I believe cultivating class consciousness, or analytical critical curiosity,  is a matter of being sure that freedom, not license, is offered in early youth, and on. That would include the freedom to roam, to artistic expression, to disputation with parents, educators, etc. It is also a matter of grasping the necessary discipline and sacrifice of purposeful hard work. It is a curiosity that is nurtured by caring, love, but not uncritically. But it is also just telling. "All of history is the history of class struggle, " for example. Whole Language takes up a lot of that, but leaves out the real Whole, the system of capital, but there is a lot to learn from whole language.

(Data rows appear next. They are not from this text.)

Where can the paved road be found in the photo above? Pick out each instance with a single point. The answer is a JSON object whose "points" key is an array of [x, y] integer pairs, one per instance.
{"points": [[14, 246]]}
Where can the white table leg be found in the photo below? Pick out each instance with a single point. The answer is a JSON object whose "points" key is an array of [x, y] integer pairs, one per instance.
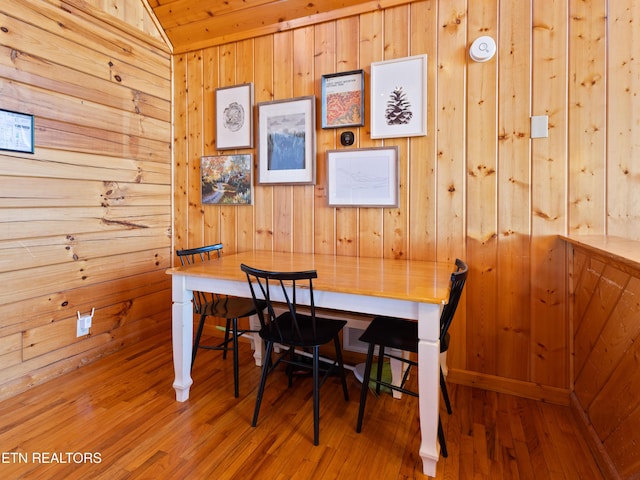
{"points": [[429, 385], [182, 336]]}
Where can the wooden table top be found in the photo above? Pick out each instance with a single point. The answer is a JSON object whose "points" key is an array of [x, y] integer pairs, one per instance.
{"points": [[414, 280]]}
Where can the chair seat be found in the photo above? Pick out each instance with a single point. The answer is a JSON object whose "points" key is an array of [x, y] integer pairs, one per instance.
{"points": [[231, 307], [392, 332], [284, 331]]}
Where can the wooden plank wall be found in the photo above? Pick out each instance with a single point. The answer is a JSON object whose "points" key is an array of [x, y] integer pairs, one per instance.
{"points": [[606, 332], [476, 186], [85, 221]]}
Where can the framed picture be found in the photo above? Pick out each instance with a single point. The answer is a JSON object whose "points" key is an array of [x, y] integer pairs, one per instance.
{"points": [[16, 131], [399, 97], [226, 179], [363, 177], [287, 141], [234, 117], [343, 99]]}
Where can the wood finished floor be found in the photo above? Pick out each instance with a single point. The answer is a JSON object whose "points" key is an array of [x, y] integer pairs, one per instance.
{"points": [[122, 409]]}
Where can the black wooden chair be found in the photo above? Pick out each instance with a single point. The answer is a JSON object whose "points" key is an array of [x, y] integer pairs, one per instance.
{"points": [[221, 306], [295, 331], [401, 334]]}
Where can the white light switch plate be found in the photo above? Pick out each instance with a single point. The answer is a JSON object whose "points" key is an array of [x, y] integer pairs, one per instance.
{"points": [[540, 126]]}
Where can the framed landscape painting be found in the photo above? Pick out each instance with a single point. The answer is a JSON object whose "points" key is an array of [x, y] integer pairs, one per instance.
{"points": [[287, 141], [226, 179]]}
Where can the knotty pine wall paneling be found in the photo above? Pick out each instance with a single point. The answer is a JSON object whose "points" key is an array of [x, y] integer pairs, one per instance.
{"points": [[606, 333], [623, 84], [86, 219], [477, 186], [549, 210]]}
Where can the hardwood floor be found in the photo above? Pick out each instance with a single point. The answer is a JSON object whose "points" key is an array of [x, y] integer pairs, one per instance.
{"points": [[118, 419]]}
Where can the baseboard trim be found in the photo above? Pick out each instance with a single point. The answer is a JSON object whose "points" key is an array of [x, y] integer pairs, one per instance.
{"points": [[590, 436], [558, 396]]}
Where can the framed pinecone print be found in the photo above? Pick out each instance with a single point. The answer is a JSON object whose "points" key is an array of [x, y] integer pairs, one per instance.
{"points": [[399, 97]]}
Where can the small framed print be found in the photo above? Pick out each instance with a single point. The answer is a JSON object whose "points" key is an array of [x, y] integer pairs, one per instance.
{"points": [[226, 179], [234, 117], [343, 99], [399, 97], [287, 141], [363, 177], [16, 131]]}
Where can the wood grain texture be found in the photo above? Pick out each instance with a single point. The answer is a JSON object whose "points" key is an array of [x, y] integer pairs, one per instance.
{"points": [[476, 187], [139, 429], [88, 215], [607, 329]]}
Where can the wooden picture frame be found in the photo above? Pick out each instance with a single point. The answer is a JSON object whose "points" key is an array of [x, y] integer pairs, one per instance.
{"points": [[226, 179], [287, 141], [343, 99], [16, 131], [363, 177], [399, 97], [234, 117]]}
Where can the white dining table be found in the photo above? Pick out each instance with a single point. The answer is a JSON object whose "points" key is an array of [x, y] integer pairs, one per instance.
{"points": [[408, 289]]}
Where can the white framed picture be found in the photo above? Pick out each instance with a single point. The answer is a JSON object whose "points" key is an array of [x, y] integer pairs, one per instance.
{"points": [[234, 117], [287, 141], [363, 177], [399, 97]]}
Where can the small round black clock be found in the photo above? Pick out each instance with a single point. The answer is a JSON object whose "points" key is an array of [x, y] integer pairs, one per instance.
{"points": [[347, 138]]}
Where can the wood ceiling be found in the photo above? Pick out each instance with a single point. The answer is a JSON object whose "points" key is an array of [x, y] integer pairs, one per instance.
{"points": [[194, 24]]}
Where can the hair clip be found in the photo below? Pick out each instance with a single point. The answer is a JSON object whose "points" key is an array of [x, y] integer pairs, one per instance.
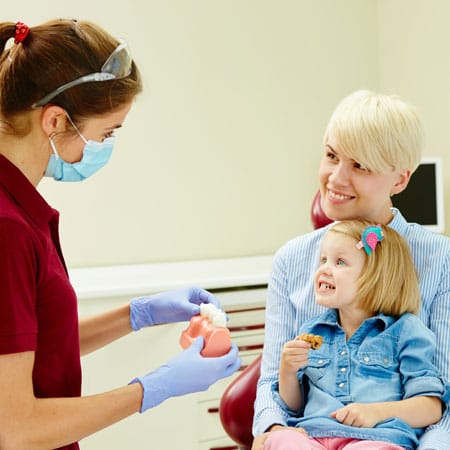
{"points": [[21, 32], [370, 238]]}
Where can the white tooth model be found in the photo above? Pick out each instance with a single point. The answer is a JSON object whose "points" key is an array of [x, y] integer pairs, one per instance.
{"points": [[217, 317], [211, 323]]}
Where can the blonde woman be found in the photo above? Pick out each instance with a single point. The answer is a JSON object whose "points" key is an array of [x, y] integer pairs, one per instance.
{"points": [[372, 145]]}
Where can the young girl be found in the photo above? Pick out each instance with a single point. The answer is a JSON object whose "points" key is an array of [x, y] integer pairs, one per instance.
{"points": [[372, 383]]}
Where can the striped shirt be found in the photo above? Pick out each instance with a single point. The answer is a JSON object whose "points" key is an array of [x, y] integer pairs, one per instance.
{"points": [[291, 302]]}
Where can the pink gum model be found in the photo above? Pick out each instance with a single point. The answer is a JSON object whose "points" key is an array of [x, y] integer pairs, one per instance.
{"points": [[210, 324]]}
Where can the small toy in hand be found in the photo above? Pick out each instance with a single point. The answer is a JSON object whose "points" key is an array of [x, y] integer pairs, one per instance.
{"points": [[313, 339], [211, 324]]}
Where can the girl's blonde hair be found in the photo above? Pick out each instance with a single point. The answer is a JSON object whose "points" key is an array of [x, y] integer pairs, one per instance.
{"points": [[388, 282], [382, 132]]}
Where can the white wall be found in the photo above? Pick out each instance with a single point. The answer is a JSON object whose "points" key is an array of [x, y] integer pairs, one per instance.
{"points": [[219, 156], [414, 61]]}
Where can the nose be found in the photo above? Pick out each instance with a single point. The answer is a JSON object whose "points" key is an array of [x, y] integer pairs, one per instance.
{"points": [[340, 175]]}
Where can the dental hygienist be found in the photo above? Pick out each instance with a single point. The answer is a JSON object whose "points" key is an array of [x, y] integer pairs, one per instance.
{"points": [[65, 86]]}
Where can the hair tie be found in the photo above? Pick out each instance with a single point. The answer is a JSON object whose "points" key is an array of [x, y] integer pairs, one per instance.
{"points": [[370, 237], [21, 32]]}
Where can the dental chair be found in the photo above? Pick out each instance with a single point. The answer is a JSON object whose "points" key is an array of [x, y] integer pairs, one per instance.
{"points": [[236, 405]]}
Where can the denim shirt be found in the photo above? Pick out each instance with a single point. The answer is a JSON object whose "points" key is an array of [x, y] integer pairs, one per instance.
{"points": [[386, 359]]}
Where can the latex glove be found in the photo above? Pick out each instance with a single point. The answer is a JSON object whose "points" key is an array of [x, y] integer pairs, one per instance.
{"points": [[167, 307], [186, 373]]}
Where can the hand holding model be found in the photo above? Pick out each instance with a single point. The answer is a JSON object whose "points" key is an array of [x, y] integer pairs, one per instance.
{"points": [[186, 373], [167, 307]]}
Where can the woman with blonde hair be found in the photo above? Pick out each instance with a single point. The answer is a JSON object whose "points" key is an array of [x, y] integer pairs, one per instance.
{"points": [[372, 145]]}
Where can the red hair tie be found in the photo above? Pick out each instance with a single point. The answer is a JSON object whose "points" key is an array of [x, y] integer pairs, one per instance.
{"points": [[21, 33]]}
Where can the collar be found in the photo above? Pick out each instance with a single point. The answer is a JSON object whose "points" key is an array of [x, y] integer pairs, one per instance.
{"points": [[24, 193], [398, 223], [330, 317]]}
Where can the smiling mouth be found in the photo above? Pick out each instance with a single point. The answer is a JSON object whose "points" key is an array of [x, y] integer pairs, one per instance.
{"points": [[336, 196], [326, 286]]}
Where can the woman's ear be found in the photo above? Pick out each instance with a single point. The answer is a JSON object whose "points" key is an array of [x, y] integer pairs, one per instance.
{"points": [[403, 179], [53, 120]]}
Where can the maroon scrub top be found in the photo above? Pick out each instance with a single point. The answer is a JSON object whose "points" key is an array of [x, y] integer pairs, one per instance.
{"points": [[38, 305]]}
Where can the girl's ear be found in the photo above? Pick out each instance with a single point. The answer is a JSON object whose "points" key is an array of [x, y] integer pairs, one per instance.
{"points": [[53, 120], [403, 179]]}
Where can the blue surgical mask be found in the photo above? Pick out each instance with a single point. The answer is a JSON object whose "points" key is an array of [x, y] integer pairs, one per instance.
{"points": [[95, 156]]}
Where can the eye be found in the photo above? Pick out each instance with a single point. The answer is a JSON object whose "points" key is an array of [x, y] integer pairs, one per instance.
{"points": [[108, 134], [361, 167], [331, 156]]}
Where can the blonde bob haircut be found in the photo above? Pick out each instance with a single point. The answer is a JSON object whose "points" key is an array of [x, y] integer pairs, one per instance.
{"points": [[388, 282], [381, 132]]}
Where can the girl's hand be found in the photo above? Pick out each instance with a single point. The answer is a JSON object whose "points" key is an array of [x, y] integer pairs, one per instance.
{"points": [[358, 415], [294, 356]]}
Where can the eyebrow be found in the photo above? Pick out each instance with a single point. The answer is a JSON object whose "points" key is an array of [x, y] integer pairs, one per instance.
{"points": [[114, 127]]}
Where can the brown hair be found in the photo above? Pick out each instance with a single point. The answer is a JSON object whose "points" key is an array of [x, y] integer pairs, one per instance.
{"points": [[53, 54], [388, 282]]}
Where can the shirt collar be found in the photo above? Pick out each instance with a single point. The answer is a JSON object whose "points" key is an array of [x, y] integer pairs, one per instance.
{"points": [[398, 223], [330, 317], [24, 193]]}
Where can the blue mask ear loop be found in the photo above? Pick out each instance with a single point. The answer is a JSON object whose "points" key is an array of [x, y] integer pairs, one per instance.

It is also fair game to simply tell people that we are in a unique position in history, and have been for perhaps fifty years, in which it is possible for everyone on the planet to live well, if we just shared. What would it take to get from here to there? Or, why is it that we are poised on the corner of World War III, united through systems of production, technology, communications, exchange, etc., yet divided to the death by nation, race, creed, sex gender. Which should outweigh which in that contradiction?

Without class consciousness, in any case, we cannot begin to grasp the world as it works, nor will we be able to make reasonable estimates about people who really are our enemies, and what they will do next. Absent critical analytical curiosity, it may be impossible to discover the mistakes that honest people are making as we go along. That too requires all the factors I noted above. But we need to have an idea of where we are going, or we will never be able to correct our course, and we will be engaged in meaningless bickering about organizational, or pedagogical, tactics.

I hope I have addressed the question you asked and, again, thanks for your good and fair challenge. I hope I addressed it.